OFFICERS investigating a major drugs ring operating across Cornwall managed to foil a plot to imprison a man and beat him for a drug debt by recording a series of incriminating conversations.
At Truro Crown Court on Friday, Adam Petrauske, James Strain, Neil Clarke and Henry Tydeman were sentenced a total of eight years imprisonment for their parts in drug-related activities in Cornwall.
The police investigation that led to the convictions, named Operation Ipanema Phase ii, was formed during the first phase of Operation Ipanema, which focused on organised crime in the Falmouth area and saw 21 people receive sentences of more than 100 years imprisonment in June.
Officers caught the second round of defendants by placing a recording device into the car of ringleader Angelo Kortje, who has since absconded to Spain and is wanted by police.
On April 6, 2011, Kortje was found to be driving down to Cornwall to check on a cannabis grow in Penzance, which was due to be harvested.
Bathsheba Cassel, for the Crown Prosecution Service, said: “At the same time there was a drug debt that Kortje was inclined to enforce in the St Austell area.”
She said Strain, 26, of St John’s Place, West Yorkshire, and Clarke, 32, of Wellington Street, Birkenshaw, were hired to imprison the man, who cannot be named because police fear a reprisal attack, use violence against him and get the money from the drug debt.
Officers were able to listen into conversations had by the three men in the car, which detailed the St Austell plan, which was to include a reconnaissance trip that evening and also about the cannabis grow at 68 Causewayhead, Penzance, which was later valued by drugs experts to be worth £26,000 to £33,000.
The conversations led police to Snow, 29, of Alderwood Parc, Penryn, and Petrauske, who were heard having phone conversations with Kortje during the journey.

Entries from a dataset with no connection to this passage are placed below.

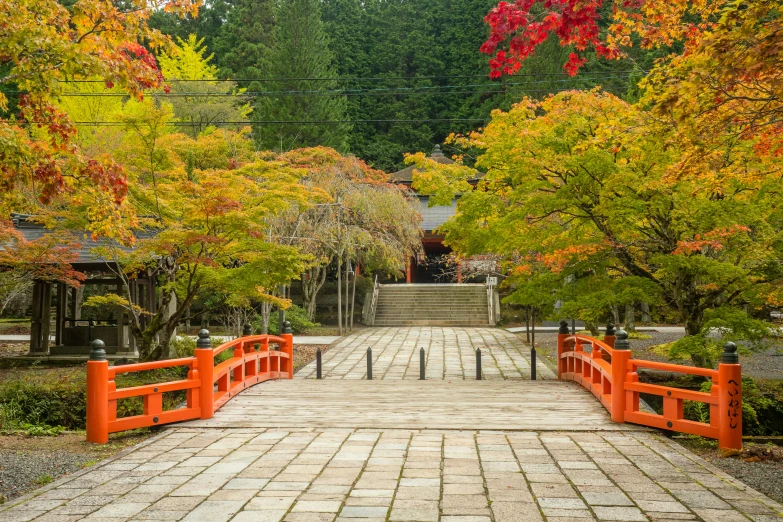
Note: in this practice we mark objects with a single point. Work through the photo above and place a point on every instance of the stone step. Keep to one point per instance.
(431, 322)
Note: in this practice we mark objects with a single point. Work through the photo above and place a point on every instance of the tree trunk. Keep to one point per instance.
(347, 282)
(339, 295)
(353, 298)
(630, 324)
(266, 311)
(645, 308)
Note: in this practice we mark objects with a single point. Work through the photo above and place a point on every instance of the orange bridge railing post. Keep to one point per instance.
(287, 334)
(620, 357)
(562, 335)
(609, 336)
(97, 394)
(730, 399)
(206, 368)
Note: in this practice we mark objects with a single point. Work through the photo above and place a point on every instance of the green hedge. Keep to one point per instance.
(58, 398)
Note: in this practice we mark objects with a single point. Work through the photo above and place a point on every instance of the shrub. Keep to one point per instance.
(45, 401)
(762, 407)
(296, 315)
(41, 402)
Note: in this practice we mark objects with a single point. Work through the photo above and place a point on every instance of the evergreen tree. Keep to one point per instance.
(300, 49)
(242, 44)
(207, 25)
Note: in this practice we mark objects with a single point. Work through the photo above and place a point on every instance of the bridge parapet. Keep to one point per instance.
(208, 385)
(610, 373)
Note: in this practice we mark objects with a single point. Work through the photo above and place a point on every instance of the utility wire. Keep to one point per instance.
(270, 122)
(376, 78)
(401, 91)
(347, 92)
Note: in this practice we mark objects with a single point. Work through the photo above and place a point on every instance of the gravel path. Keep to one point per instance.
(27, 463)
(767, 364)
(765, 476)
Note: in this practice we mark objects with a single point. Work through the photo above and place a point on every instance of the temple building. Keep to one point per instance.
(430, 265)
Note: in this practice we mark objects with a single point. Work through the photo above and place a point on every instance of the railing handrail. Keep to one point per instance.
(155, 365)
(677, 368)
(254, 339)
(615, 383)
(245, 368)
(490, 305)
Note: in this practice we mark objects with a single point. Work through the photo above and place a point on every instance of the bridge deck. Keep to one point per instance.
(496, 405)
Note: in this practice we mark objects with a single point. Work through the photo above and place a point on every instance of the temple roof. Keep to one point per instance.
(405, 176)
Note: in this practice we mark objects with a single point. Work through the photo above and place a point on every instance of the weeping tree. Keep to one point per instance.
(364, 220)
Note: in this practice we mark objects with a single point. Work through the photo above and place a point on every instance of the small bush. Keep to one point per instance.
(45, 401)
(42, 403)
(762, 407)
(296, 315)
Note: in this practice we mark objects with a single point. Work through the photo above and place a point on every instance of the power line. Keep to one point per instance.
(272, 122)
(395, 91)
(376, 78)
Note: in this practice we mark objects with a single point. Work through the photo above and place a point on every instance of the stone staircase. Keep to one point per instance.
(432, 305)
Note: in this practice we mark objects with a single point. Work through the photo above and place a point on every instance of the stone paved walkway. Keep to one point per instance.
(450, 354)
(297, 475)
(302, 456)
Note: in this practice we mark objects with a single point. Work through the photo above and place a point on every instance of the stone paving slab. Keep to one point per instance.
(433, 404)
(450, 354)
(305, 475)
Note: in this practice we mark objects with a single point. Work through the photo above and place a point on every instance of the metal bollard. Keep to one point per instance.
(533, 363)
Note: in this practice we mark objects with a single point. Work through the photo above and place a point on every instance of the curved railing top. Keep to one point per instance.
(586, 339)
(244, 341)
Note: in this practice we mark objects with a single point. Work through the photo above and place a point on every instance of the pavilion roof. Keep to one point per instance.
(32, 230)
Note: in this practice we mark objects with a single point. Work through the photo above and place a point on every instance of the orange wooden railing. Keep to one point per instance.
(610, 373)
(209, 386)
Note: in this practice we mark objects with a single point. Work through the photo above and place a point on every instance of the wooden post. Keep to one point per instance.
(289, 347)
(620, 358)
(730, 399)
(98, 394)
(46, 317)
(562, 335)
(62, 300)
(120, 314)
(35, 320)
(206, 371)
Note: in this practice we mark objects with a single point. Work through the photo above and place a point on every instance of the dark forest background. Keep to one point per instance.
(412, 67)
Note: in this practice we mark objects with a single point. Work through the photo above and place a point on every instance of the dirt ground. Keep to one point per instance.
(760, 466)
(27, 463)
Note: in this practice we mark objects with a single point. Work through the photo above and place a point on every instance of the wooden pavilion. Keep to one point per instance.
(59, 324)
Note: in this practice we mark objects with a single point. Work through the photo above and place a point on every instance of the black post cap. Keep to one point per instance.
(622, 342)
(203, 340)
(564, 330)
(730, 355)
(610, 328)
(97, 351)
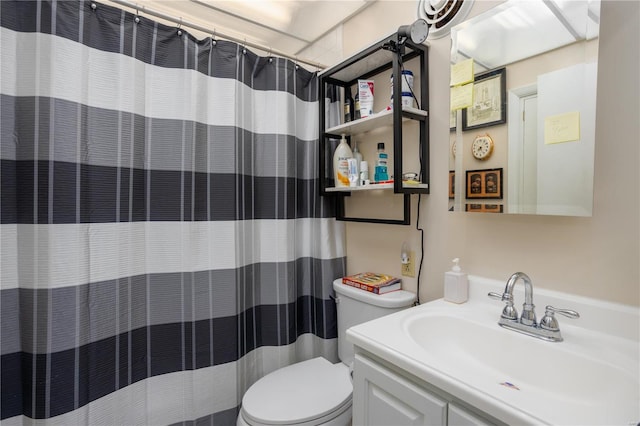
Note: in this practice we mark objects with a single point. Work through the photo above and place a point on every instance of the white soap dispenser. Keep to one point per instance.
(456, 284)
(341, 162)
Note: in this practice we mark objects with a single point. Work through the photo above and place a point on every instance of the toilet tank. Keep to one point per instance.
(355, 306)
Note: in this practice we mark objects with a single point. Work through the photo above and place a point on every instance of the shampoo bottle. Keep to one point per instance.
(381, 164)
(341, 162)
(456, 284)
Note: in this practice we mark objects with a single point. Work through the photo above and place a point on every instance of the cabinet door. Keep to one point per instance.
(461, 417)
(382, 397)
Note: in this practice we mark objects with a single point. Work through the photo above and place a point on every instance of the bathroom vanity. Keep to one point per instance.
(442, 363)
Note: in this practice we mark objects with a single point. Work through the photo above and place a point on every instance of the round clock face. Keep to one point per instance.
(482, 147)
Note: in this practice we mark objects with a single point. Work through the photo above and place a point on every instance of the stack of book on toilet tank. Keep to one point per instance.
(373, 282)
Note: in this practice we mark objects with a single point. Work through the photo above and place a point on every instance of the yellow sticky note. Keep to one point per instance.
(462, 73)
(562, 128)
(461, 96)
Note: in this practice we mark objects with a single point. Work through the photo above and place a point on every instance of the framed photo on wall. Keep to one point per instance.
(483, 208)
(489, 106)
(484, 184)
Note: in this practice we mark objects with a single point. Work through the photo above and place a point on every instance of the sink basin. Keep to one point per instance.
(590, 378)
(518, 362)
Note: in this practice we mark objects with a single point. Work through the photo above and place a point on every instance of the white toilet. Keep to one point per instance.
(317, 392)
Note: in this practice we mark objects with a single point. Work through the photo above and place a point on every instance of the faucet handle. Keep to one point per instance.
(494, 295)
(509, 312)
(549, 321)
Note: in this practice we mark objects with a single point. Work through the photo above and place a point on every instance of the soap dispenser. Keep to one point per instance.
(456, 284)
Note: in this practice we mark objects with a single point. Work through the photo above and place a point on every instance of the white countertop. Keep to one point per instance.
(593, 375)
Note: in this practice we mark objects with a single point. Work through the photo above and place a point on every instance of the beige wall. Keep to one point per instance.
(596, 257)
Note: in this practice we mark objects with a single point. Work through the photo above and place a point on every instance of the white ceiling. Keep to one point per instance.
(519, 29)
(289, 26)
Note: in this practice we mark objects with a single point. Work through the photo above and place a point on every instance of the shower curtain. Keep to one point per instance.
(163, 241)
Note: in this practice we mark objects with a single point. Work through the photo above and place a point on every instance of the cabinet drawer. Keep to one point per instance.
(382, 397)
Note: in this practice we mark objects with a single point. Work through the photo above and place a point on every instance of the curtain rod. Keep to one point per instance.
(144, 9)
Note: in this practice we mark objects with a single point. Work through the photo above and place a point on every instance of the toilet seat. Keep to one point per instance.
(309, 392)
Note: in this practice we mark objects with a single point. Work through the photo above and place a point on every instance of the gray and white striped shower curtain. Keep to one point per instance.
(163, 242)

Ms Cassel described Petrauske, 26, of Prislow Place, Falmouth, as Kortje’s business partner in Cornwall, while Snow, who pleaded guilty to conspiring to produce cannabis and transferring criminal property earlier this year and is due to be sentenced in December, she said was employed by the pair as a “gardener”.
The investigating team followed the various members of the group, stopping Kortje on a number of occasions and seizing £6,000 worth of cannabis from Snow on April 7.
Kortje became nervous and called of the plot to retrieve the drug debt.
Henry Tydeman, 24, of Cardinnis Road, Penzance, who was subletting his property in Penzance for the cannabis grow, pleaded guilty to being concerned in the supply of cannabis.
He was sentenced to one year imprisonment suspended for two years with 240 hours unpaid work and £1,000 prosecution costs.
Petrauske pleaded guilty to conspiracy to produce cannabis and conspiring to transfer criminal property and was jailed for three years.
Strain and Clarke admitted conspiring to commit false imprisonment and were jailed for two and a half years each.
After the hearing, senior investigating officer Detective Inspector David Dale said: “We use a large variety of covert methods and as has been heard in court, we place them in such a way that people will be overheard and their conversations will be overheard and we will bring that evidence to court.
“If they are involved in the drug trade or any other sort of criminality, the chances are we maybe following them.”